Overall, packaging applications into Docker container images isn’t very ergonomic, and the “repeatable” part isn’t all that reliable (have you ever run into outdated distribution repositories? It’s annoying). That said, container primitives are cool and useful - resource constraints like cgroups are nice, and the fundamental principle of shipping your entire runtime is definitely good for deployment consistency. Let’s mess around with other ways to build executable artifacts to toss into a container orchestration system or workload scheduler.

Also: this title is clickbait.

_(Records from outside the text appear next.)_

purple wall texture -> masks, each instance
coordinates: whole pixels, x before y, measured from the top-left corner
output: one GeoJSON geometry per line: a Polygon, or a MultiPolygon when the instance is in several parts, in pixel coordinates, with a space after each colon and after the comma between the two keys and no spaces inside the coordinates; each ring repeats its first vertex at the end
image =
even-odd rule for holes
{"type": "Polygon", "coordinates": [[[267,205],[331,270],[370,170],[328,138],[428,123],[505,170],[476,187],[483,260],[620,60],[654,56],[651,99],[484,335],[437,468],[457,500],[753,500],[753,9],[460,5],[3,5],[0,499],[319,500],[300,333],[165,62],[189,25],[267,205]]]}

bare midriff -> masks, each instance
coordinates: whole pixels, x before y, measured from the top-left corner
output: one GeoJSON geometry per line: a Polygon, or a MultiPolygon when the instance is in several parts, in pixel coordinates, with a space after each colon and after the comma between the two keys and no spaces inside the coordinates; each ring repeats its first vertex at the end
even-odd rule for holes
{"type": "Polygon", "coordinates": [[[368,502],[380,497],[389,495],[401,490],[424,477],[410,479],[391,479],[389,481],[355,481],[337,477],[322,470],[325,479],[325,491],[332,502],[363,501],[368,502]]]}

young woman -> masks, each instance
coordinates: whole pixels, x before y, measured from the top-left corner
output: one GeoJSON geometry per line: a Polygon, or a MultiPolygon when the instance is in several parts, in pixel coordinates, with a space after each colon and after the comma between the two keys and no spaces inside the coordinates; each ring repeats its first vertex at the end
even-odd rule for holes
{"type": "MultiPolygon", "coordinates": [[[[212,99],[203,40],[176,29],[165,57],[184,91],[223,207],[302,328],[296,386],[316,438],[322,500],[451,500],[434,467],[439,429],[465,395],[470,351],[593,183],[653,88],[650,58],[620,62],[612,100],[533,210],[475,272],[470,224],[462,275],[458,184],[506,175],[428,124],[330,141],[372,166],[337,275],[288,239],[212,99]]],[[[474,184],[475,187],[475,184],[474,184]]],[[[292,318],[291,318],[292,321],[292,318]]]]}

I know you can break pretty much any build. This is just a way to make the process a little better.

The Runtime

I use Hashicorp Nomad in my homelab to schedule workloads because it’s uncomplicated and flexible. Nomad actually supports numerous types of task drivers aside from Docker - in addition to other containerized drivers like podman, Nomad can also natively run things like Java jars or qemu virtual machines.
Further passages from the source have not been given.